If you visit Alert Bay off the coast of Vancouver Island, you'll find a picturesque fishing village inhabited by
two cultures, the Namgis First Nation and their non-native neighbours. Here an epidemic is undermining
the health and vitality of community. Like most aboriginal communities across North America, the rates of
obesity, metabolic syndrome, and diabetes here are up to five times the national average.
No one's life is untouched by this problem, everyone is related to someone who is either at risk, or coping
with one of these health issues. Mainstream medical professionals cite sedentary lifestyles and a diet rich
in fat as the underlying reason for the growing epidemic.
Making new food choices
at the local grocery store.
But after two decades of service in public health and a distinguished career, Métis physician, Dr. Jay
Wortman, believes that the western diet which replaced the traditional diet is the primary cause of the
epidemic. "Obesity, diabetes and heart disease were unknown in these populations until very recently. No
aboriginal language has a word for diabetes."
Wortman's conviction comes from personal experience. Four years ago, he discovered that he had type 2
diabetes. "My immediate instinctive response was to stop eating any food that caused my blood sugar to
rise. So I eliminated carbohydrates from my diet. Within four weeks, my blood sugar and blood pressure
had normalized and I began to feel much better."
Dr. Jay Wortman with
one of the diet particpants.
Directed by Mary Bissell, My Big Fat Diet chronicles how the Namgis First Nation goes cold turkey and
gives up sugar and junk food for a year in a diet study sponsored by Health Canada and the University of
British Columbia. Through the stories of six people, it documents a medical and cultural experiment that
may be the first of its kind in North America.

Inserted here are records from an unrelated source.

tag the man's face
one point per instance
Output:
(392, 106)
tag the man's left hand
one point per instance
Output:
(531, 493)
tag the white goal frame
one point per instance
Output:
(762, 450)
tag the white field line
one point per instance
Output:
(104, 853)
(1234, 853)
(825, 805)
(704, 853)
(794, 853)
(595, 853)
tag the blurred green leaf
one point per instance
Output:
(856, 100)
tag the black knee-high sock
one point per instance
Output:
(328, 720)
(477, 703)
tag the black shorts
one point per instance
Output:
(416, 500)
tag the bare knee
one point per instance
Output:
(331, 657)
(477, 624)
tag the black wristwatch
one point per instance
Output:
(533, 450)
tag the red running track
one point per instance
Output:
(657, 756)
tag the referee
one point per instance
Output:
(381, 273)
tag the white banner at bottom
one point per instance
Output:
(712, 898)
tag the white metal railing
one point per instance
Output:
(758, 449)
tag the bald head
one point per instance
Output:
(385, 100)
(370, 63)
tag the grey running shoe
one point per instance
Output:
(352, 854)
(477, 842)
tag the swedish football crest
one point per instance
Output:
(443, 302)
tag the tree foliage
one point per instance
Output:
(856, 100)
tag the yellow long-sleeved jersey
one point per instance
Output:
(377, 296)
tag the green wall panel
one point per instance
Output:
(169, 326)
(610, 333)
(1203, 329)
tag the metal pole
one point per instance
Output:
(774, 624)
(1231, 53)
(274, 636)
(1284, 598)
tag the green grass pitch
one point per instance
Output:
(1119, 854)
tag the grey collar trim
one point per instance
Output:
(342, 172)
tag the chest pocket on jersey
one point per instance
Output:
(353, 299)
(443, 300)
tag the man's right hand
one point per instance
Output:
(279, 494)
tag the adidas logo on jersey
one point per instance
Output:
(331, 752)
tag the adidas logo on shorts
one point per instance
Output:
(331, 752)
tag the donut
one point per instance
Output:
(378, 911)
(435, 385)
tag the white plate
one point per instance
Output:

My Big Fat Diet, like Super Size Me, looks at the problem of obesity, through the eyes of a man who
straddles two cultures, Western and First Nations. It also looks at the history and present-day status of
traditional food gathering, and the link between individual health and that of the immediate environment.
Cauliflower became a
new 'favourite' in Alert Bay.
Bare Bones Productions is a collaboration between award-winning, First Nations film-maker, Barb
Cranmer of Alert Bay and Mary Bissell and Christian Bruyere of Vancouver. My Big Fat Diet was
produced by Bare Bones Productions in association with CBC Newsworld.
PLEASE NOTE: The research in this study is still being evaluated. Anyone taking medication for diabetes
or high blood pressure should consult their doctor before starting a low-carb diet.